RadarOnline.id, MAKASSAR – Baharuddin Hafid resmi dicopot dari jabatannya sebagai Ketua KPU Kabupaten Jeneponto oleh Dewan Kehormatan Penyelenggara Pemilu (DKPP).
Pencopotan jabatan tersebut dipicu atas laporan tindakan pelanggaran kode etik dan Pedoman Perilaku Penyelenggaraan Pemilu yang dilayangkan oleh mantan istrinya, Puspa Dewi Wijayanti.
Menurut keterangan kuasa hukum Ketua KPU Kabupaten Jeneponto Baharuddin Hafid, DR. Muhammad Nur, SH, MH dari Kantor Advokat dan Konsultan Hukum Law Firm DR.Muhammad Nur, & Associates mengatakan pihak DKPP mengeluarkan empat poin putusan, yang tertuang dalam surat nomor 1929/SET-04/XI/2020, dan telah dibacakan dalam putusan DKPP RI nomor 96-PKE-DKPP/IX/2020 dan 104-PKE-DKPP/IX/2020 mengenai pelanggaran Kode Etik Penyelenggaraan Pemilu yang dilakukan oleh ketua KPU Kabupaten Jeneponto.

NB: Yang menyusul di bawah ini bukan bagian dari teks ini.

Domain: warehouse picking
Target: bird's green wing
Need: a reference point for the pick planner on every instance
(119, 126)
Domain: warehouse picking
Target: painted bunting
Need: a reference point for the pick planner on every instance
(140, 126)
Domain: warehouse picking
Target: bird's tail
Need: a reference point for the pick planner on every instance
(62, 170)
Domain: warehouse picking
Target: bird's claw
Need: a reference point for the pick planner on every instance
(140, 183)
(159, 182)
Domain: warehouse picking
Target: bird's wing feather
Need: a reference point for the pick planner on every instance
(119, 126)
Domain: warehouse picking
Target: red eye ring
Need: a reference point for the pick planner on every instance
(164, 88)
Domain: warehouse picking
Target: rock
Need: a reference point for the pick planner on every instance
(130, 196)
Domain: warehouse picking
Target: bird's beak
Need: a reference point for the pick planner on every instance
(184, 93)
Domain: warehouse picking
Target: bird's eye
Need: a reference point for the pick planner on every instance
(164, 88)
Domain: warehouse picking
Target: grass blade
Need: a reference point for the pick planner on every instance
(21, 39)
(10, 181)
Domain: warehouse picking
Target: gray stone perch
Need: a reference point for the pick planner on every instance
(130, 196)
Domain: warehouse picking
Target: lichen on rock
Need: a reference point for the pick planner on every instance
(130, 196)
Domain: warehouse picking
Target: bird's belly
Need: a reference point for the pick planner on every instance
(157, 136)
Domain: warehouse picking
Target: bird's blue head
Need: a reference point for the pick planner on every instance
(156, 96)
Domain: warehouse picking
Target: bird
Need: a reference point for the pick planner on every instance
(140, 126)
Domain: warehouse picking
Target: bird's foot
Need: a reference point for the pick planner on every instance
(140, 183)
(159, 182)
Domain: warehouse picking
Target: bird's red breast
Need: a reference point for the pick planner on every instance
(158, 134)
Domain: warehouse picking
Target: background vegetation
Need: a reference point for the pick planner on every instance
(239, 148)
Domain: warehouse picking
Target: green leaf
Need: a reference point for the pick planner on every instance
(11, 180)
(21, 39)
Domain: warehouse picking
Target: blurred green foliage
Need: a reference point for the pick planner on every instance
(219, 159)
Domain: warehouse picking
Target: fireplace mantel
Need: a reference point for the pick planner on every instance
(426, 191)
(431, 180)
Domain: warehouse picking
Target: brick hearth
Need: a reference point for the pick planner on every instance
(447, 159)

– Mengabulkan Pengaduan Pengadu untuk seluruhnya;
– Menjatuhkan Sanksi Pemberhentian Tetap kepada Teradu Baharuddin Hafid
Selaku Ketua merangkap Anggota KPU Kabupaten Jeneponto sejak dibacakan Putusan ini;
– Memerintahkan Komisi Pemilihan Umum untuk melaksanakan putusan ini paling lama tujuh hari sejak dibacakan;
– Memerintahkan Badan Pengawas Pemilu untuk mengawasi pelaksanaan Putusan ini.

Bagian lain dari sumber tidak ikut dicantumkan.